Follow software engineering best practices
Best practices aren’t just for big companies. They help small software companies avoid mistakes and steer clear of lawsuits too. Here are a few examples:
- Choose one coding standard with your team and stick to it
- Put code through peer review
- Use automated testing to check for errors
- Explore other resources and continuous learning to keep your company up to speed
Protect your business with insurance
You can reduce your risk, but you can’t eliminate it entirely. That’s why commercial insurance is so important. When you’re sued, insurance helps pay legal costs that could otherwise harm, or potentially collapse, your company.
These policies defend against the most common software development litigation.
- Errors and omissions insurance (E&O) covers legal costs if a client accuses your company of a mistake, oversight, missed deadline, or substandard work. It's also called professional liability insurance.
- Cyber liability insurance pays costs related to data breaches and cyberattacks. That includes notifying affected clients and defending against lawsuits over a breach.

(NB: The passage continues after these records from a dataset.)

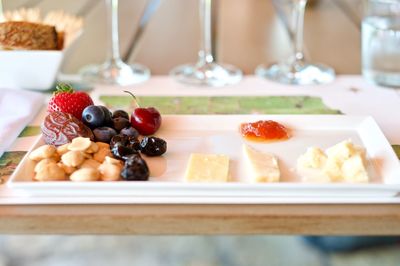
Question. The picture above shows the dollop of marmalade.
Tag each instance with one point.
(264, 130)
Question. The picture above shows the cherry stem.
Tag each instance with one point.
(134, 97)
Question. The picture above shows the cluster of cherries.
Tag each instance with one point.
(122, 133)
(68, 109)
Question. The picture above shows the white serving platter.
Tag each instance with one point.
(219, 134)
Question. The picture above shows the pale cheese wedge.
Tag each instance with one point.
(207, 168)
(263, 166)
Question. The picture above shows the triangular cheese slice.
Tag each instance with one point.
(263, 166)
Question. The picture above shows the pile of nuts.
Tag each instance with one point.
(80, 160)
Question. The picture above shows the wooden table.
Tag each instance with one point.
(299, 219)
(250, 33)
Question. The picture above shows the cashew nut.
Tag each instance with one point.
(73, 158)
(85, 174)
(101, 154)
(79, 144)
(50, 172)
(90, 163)
(110, 172)
(43, 152)
(39, 166)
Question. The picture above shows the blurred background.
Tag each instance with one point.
(248, 32)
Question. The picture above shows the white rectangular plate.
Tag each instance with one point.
(219, 134)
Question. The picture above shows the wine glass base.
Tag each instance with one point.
(210, 74)
(117, 73)
(299, 73)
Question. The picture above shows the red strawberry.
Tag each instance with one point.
(66, 100)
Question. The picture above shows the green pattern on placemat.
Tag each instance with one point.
(225, 104)
(9, 161)
(30, 131)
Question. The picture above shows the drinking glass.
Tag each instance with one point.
(296, 69)
(114, 71)
(381, 42)
(206, 71)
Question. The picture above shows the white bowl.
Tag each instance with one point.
(34, 70)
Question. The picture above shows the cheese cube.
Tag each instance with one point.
(313, 158)
(207, 168)
(263, 166)
(354, 171)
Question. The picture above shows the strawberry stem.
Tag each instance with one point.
(136, 101)
(63, 87)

- Commercial general liability insurance covers common third-party claims, including personal injury, intellectual property infringement, and property damage.
- Employment practices liability insurance (EPLI) protects you when you’re sued over an employment decision like hiring, firing, or promotion.
These are the basics, but commercial insurance is filled with nuance. For example, software developers usually opt for technology errors and omissions insurance (tech E&O), which includes both cyber liability and E&O coverage. And remember that your insurance company won’t protect you if you break the law or do intentional harm.
Talk with an insurance agent to find the best policies for your business’s unique risks.
Even the most skilled software developers aren't immune to risk. Insurance can help pay for client lawsuits, cyberattacks and data breaches, medical expenses from accidents, and other bills that could sink your business.